People almost expect to see dirty politics in Washington — and let’s face it, there is a reason that “drain the swamp” was an easy refrain to encourage.

The bigger the city, the less we are surprised by a government employee or elected official being caught up in a scandal or criminal charges. That’s a New York thing. That happens in Chicago. Philadelphia or Harrisburg or even, yes, perhaps in Pittsburgh.

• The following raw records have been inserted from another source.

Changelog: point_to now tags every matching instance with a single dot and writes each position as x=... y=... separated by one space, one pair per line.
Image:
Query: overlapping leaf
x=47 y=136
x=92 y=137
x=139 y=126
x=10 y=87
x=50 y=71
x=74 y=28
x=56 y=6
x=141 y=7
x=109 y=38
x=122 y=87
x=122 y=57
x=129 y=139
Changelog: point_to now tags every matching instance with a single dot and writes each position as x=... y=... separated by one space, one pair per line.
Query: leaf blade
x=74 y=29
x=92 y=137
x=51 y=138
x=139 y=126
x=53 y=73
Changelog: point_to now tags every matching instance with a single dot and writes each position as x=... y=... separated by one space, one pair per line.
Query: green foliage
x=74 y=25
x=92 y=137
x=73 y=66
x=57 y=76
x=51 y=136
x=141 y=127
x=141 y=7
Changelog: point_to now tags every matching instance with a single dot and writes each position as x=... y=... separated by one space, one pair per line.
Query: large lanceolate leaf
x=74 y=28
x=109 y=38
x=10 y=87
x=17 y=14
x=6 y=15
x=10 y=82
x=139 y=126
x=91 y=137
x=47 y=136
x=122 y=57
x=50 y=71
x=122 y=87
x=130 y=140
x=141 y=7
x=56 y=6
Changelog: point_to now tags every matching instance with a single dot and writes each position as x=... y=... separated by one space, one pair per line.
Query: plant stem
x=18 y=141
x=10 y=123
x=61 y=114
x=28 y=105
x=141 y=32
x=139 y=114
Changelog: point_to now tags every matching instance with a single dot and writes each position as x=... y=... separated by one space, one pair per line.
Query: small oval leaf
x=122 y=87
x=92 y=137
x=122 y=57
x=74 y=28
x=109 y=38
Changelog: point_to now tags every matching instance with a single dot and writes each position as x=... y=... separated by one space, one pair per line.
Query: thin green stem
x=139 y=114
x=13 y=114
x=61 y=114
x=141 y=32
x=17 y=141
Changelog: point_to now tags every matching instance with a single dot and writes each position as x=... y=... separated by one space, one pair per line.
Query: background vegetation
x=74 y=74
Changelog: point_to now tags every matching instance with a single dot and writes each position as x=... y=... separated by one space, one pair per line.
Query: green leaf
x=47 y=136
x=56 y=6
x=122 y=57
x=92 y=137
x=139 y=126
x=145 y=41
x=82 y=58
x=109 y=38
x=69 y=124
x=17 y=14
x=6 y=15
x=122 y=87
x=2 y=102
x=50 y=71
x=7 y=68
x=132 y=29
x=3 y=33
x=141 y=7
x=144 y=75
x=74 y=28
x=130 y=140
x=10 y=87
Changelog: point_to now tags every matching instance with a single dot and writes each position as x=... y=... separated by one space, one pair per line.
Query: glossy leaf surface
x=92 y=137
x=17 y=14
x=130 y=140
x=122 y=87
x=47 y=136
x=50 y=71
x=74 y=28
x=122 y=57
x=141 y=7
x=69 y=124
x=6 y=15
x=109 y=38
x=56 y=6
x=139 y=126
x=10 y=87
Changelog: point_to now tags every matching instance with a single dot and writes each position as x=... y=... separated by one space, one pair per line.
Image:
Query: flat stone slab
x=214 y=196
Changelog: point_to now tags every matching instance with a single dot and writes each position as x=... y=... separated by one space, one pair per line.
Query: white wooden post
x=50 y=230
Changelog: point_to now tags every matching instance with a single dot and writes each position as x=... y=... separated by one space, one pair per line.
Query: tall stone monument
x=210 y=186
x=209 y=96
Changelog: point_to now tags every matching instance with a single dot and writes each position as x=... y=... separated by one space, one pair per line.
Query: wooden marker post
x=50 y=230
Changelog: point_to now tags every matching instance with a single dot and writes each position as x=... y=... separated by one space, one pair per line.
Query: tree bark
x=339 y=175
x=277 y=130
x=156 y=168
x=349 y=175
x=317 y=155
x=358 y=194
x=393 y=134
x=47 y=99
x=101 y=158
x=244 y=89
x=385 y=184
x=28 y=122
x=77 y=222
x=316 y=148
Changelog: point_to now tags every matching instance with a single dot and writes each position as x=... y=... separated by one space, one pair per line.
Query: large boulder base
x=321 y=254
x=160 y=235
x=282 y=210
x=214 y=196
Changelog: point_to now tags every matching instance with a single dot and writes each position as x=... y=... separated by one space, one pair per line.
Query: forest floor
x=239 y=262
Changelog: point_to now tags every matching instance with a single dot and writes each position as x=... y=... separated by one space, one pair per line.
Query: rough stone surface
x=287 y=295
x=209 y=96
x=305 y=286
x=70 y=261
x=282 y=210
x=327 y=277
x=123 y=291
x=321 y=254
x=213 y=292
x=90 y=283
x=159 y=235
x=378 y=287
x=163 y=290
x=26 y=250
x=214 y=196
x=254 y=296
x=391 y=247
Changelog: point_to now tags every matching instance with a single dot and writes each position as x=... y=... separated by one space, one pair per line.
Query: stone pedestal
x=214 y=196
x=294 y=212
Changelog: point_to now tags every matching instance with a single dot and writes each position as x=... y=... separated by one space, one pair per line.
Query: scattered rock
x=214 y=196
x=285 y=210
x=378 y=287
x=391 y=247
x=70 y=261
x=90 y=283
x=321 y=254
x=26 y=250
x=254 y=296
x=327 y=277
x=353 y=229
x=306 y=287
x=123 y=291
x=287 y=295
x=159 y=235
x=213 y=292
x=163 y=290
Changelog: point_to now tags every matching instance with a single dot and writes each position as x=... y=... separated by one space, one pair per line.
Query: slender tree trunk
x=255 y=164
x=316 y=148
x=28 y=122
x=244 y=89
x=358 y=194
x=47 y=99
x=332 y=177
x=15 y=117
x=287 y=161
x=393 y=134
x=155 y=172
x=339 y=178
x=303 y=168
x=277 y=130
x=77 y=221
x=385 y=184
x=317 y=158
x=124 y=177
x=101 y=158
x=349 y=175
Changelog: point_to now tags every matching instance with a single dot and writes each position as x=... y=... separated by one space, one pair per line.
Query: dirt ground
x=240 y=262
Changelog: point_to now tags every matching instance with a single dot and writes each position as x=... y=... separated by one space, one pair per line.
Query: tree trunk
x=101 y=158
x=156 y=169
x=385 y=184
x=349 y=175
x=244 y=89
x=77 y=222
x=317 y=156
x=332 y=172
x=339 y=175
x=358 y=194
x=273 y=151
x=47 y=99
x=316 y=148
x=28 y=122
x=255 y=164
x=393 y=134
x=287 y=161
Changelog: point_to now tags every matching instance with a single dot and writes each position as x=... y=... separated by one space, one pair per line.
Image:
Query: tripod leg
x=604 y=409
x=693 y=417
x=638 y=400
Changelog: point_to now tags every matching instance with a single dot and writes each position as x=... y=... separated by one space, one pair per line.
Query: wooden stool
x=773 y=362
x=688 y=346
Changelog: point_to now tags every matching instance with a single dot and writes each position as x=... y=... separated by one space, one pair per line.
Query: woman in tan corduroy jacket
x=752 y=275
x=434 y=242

But public corruption is what the federal Department of Justice defines as “a breach of the public’s trust by government officials who use their public office to obtain personal gain,” and that is the kind of thing that can and does happen everywhere.

Like Fayette County.

On Thursday, District Attorney Rich Bower announced the results of a grand jury investigation that began hearing evidence in February. It resulted in 30 criminal cases involving a total of 23 defendants, including seven county employees, plus inmates and others.

The charges related to smuggling marijuana and Suboxone into the county prison in a book, bringing in loose tobacco taped to a guard’s leg, money laundering, threatening a former inmate with a gun, tampering with public records and more. Two court employees are being charged for defrauding a widow. Other charges are being referred to federal prosecutors.

All of it points to a collision of not just criminal activity but a lack of attention that allowed it to flourish.

“This is a deep-seated problem,” Bower said. “The corruption that has gone on here has gone on for many years.”

That is usually the problem.

Pennsylvania does not use grand juries the way some other states do. In New York or Virginia, a grand jury indictment is where a felony case will start, with a large body off jurors hearing the case and deciding whether there is enough evidence to charge and move along towards trial.

In the Keystone State, investigating grand juries occupy a very specific role in the justice system. They are used in cases with broad scope — specifically for organized crime and public corruption.

In recent years, they seem to be used more and more for those very public betrayals, with grand juries diving into cases about Catholic Church sexual abuse, the Jerry Sandusky child sex abuse case, the perjury case against then-Attorney General Kathleen Kane.

At the same time, there are the less convoluted crimes that never rise to a grand jury. Money disappearing from a fire company or being diverted in a municipal office.

Corruption isn’t something that we can pretend happens in other places to other people, because that’s how corruption flourishes. We have to acknowledge that there are temptations, and bad decisions that can happen at every level of public life and every corner of the map.

And we have to hold every office to the highest standards.